Il a suffi qu'un péquin, lors des premières manifestations du mouvement appelé "des gilets jaunes" proclame "nous, on est des gens pacifistes" pour que tout le monde emboîte le (faux) pas, médias en tête.
Personne n'a rectifié, personne n'a cru bon d'expliquer que le pacifisme est une idée, un mode de pensée, que je peux me déclarer "pacifiste" (un nom commun) si je refuse tout conflit armé, ou "pacifique" (un adjectif) pour signifier que je n'ai pas d'intention belliqueuse.
Ainsi, un adjectif est quasiment rayé du langage avec la complicité des journalistes (vous savez, les "cékoi" et autres "vousenditeskoi" etc. !) et un substantif qui n'avait rien demandé est privé de son sens.

Ici tout est pacifique.
Même l'océan.
* Alexander Malofeev donnera un récital à Paris, le mardi 19 novembre Salle Gaveau.
J'y reviens prochainement.

6 commentaires:

Xersex a dit…

À propos de HI FI, mais croyez-vous vraiment que la poésie ne peut pas aller au-delà d’un son de fidélité moins élevé?

Silvano a dit…

Xersex : bien sûr que si.
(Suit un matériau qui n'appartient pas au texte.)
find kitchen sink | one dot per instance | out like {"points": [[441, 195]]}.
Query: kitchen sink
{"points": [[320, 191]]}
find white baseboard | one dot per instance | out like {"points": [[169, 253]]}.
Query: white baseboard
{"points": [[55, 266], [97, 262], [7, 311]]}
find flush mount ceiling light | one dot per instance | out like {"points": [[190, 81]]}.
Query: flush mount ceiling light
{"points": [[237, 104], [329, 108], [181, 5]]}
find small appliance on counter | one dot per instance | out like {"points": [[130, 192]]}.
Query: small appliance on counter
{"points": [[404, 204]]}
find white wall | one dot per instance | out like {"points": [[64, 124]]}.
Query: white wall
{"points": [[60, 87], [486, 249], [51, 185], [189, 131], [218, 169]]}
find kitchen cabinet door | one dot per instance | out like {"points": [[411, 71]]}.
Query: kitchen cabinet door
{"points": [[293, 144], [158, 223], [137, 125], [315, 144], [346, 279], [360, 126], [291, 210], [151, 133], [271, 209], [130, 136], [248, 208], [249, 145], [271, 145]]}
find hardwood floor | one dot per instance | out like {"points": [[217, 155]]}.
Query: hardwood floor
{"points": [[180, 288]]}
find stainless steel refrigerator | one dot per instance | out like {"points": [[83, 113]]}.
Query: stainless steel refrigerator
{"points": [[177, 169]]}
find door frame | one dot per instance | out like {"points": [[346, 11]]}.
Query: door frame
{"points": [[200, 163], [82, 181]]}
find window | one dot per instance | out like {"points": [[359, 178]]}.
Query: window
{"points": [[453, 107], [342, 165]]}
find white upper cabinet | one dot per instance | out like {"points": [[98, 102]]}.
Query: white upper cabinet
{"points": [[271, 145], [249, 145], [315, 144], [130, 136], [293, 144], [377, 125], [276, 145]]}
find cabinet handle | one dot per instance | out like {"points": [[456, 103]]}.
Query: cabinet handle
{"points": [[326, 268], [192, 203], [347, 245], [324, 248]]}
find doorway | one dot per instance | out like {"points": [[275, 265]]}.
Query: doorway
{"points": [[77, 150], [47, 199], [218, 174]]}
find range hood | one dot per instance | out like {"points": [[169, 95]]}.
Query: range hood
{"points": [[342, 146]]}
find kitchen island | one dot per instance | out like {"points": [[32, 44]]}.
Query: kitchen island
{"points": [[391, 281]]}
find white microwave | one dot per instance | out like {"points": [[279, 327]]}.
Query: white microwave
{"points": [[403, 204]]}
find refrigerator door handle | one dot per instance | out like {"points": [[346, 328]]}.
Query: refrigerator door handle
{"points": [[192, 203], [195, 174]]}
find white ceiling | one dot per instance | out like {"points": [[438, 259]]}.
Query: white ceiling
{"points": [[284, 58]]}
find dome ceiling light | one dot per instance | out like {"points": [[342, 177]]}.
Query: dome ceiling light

Mais je pense que vous n'avez pas compris le fond de mon texte.

Xersex a dit…

J'ai compris: il y avait des cénacles pour écouter de la musique, exactement comme je le fais: à travers des disques.

Arthur P. a dit…

Moi, j'écoute avec un phonographe à manivelle.

Unknown a dit…

Je suis étonné que vous ne mentionnez pas que À M sera le 18/11 à Gaveau.
Jean-Paul

Silvano a dit…

Jean-Paul : je comptais faire un billet particulier. Mais vous avez raison, je fais une note en renvoi.